Login Form
Big Data Junkie - Chip Schweiss
ZFS properties and replication
- Details
- Category: ZFS
- Last Updated on Monday, 23 May 2016 07:50
- Published on Friday, 20 May 2016 09:20
ZFS replication is handled quite well with zfs send/receive. Data snapshots are preserved and data is guarenteed correct via checksums. However, what is not replicted perfectly are the ZFS properties set on every dataset and snapshot.
When a dataset is replicated with 'zfs send -R -I' options it is expected that a fully replicated copy is created on the receive end. All zfs properties from the sending dataset are sent to the receiving dataset, however, they are hidden and not active if any of those properties were set on the receiving end.

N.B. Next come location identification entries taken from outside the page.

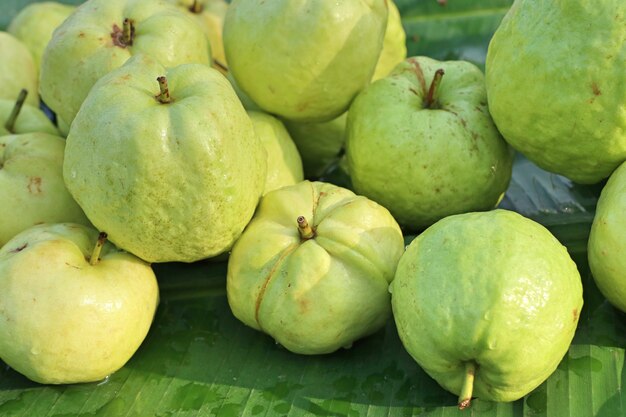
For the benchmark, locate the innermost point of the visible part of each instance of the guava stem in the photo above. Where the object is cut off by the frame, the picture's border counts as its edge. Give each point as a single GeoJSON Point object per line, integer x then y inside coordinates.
{"type": "Point", "coordinates": [102, 237]}
{"type": "Point", "coordinates": [305, 229]}
{"type": "Point", "coordinates": [465, 397]}
{"type": "Point", "coordinates": [434, 85]}
{"type": "Point", "coordinates": [220, 65]}
{"type": "Point", "coordinates": [195, 7]}
{"type": "Point", "coordinates": [128, 32]}
{"type": "Point", "coordinates": [164, 95]}
{"type": "Point", "coordinates": [19, 103]}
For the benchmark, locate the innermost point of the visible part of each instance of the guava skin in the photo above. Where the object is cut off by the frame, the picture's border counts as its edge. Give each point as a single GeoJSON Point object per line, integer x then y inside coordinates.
{"type": "Point", "coordinates": [17, 70]}
{"type": "Point", "coordinates": [607, 240]}
{"type": "Point", "coordinates": [173, 181]}
{"type": "Point", "coordinates": [500, 291]}
{"type": "Point", "coordinates": [32, 189]}
{"type": "Point", "coordinates": [63, 320]}
{"type": "Point", "coordinates": [319, 144]}
{"type": "Point", "coordinates": [555, 74]}
{"type": "Point", "coordinates": [304, 59]}
{"type": "Point", "coordinates": [284, 165]}
{"type": "Point", "coordinates": [30, 119]}
{"type": "Point", "coordinates": [427, 163]}
{"type": "Point", "coordinates": [316, 295]}
{"type": "Point", "coordinates": [34, 25]}
{"type": "Point", "coordinates": [83, 48]}
{"type": "Point", "coordinates": [394, 44]}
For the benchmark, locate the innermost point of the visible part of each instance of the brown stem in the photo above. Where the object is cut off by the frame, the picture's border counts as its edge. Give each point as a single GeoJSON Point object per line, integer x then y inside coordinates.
{"type": "Point", "coordinates": [220, 65]}
{"type": "Point", "coordinates": [434, 85]}
{"type": "Point", "coordinates": [9, 125]}
{"type": "Point", "coordinates": [305, 229]}
{"type": "Point", "coordinates": [95, 255]}
{"type": "Point", "coordinates": [465, 397]}
{"type": "Point", "coordinates": [164, 95]}
{"type": "Point", "coordinates": [196, 7]}
{"type": "Point", "coordinates": [128, 30]}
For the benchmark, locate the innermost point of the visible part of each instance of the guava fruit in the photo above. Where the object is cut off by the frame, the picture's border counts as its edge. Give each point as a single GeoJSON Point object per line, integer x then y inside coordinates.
{"type": "Point", "coordinates": [555, 74]}
{"type": "Point", "coordinates": [32, 189]}
{"type": "Point", "coordinates": [73, 308]}
{"type": "Point", "coordinates": [102, 34]}
{"type": "Point", "coordinates": [421, 143]}
{"type": "Point", "coordinates": [487, 304]}
{"type": "Point", "coordinates": [34, 25]}
{"type": "Point", "coordinates": [394, 44]}
{"type": "Point", "coordinates": [312, 268]}
{"type": "Point", "coordinates": [209, 14]}
{"type": "Point", "coordinates": [319, 143]}
{"type": "Point", "coordinates": [284, 166]}
{"type": "Point", "coordinates": [171, 169]}
{"type": "Point", "coordinates": [607, 240]}
{"type": "Point", "coordinates": [17, 117]}
{"type": "Point", "coordinates": [306, 59]}
{"type": "Point", "coordinates": [17, 70]}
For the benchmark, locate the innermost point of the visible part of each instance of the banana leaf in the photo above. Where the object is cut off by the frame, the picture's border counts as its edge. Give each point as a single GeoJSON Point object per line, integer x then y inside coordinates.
{"type": "Point", "coordinates": [198, 360]}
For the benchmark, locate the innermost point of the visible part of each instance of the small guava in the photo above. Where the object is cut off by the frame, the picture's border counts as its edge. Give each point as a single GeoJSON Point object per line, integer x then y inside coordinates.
{"type": "Point", "coordinates": [487, 304]}
{"type": "Point", "coordinates": [313, 267]}
{"type": "Point", "coordinates": [421, 142]}
{"type": "Point", "coordinates": [555, 74]}
{"type": "Point", "coordinates": [607, 240]}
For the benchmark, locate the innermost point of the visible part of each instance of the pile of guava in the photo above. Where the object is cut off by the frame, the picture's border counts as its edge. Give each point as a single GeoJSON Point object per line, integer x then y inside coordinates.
{"type": "Point", "coordinates": [187, 130]}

They can be activated by calling 'zfs inherit -S'. Here is where the problems begin.
'zfs inherit -S' will only operate on one property of one dataset at a time. No recursive options and no option to operate on all properties.
If 'zfs inherit -S' is called on a property that was set locally it will effectively remove the property is it was not sent to it. Depending on why it was set locally, this could be problematic. There is no way to examine the property to know beforehand if there are any receive properties either. It's effectively operate at your own risk.
Some zfs feature work is needed. Here's what I would propose:
Integrate the patch in https://www.illumos.org/issues/2745 so that 'zfs receive' can control what properties are received and override them as needed.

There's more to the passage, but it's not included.